Chiny zakazały importu niektórych serów, KE zaniepokojonaChiny zakazały importu niektórych serów z Europy, w tym francuskich. Port w Szanghaju co najmniej od trzech tygodni nie przyjmuje ich transportów. Komisja Europejska wyraziła zaniepokojenie. Chiny nie odpowiedziały jeszcze na skargę Brukseli.
Według firmy Cheese Republic sprzedającej europejskiej sery
w Chinach oraz źródeł dyplomatycznych władze sanitarne zaostrzyły kontrole i
zakazały importu serów produkowanych z udziałem szczepów bakterii niedozwolonych
w Chinach.
Przedstawiciele branży zauważają, że stało się to bez
ostrzeżenia po kilku dekadach bezproblemowego i bezpiecznego importu tych serów
do Chin. Zwraca się przy tym uwagę, że zakaz nie obejmuje takich gatunków
serów, jak francuskie raclette, gruyere, emmental czy włoska mozzarella. Nadal
dozwolony jest też import serów do smarowania pieczywa.
"Chińskie władze nie odpowiedziały na nasze listy i nie
wypełniają zobowiązań wynikających ze standardów międzynarodowych" -
powiedziały źródła w KE. Wskazały, że zakazane sery są od setek lat produkowane
w Europie i nie stwarzają żadnego zagrożenia pod kątem bezpieczeństwa żywności.

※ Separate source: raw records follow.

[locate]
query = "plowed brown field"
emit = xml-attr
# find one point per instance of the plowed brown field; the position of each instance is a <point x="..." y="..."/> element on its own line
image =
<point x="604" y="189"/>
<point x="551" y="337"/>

Chińczycy pokochali nabiał
Spożycie nabiału w Chinach w ostatnich latach znacząco
wzrosło, jednak europejskie sery są konsumowane głównie przez obcokrajowców tam
mieszkających. Wyjątkiem jest mozzarella używana do wypieku pizzy, choć zwykle
pochodzi ona nie z Włoch, ale z Nowej Zelandii albo Australii. Te dwa kraje
odpowiadają za większość importu serów do Chin.
Sprzedaż serów w Chinach ma w tym roku wzrosnąć o 26 proc.,
do równowartości 812 mln dol. - podaje firma Euromonitor. 90 proc. serów
sprzedawanych na chińskim rynku pochodzi z importu. Najpopularniejsze sery
francuskie: brie i camembert mają 15 proc. udziału w rynku.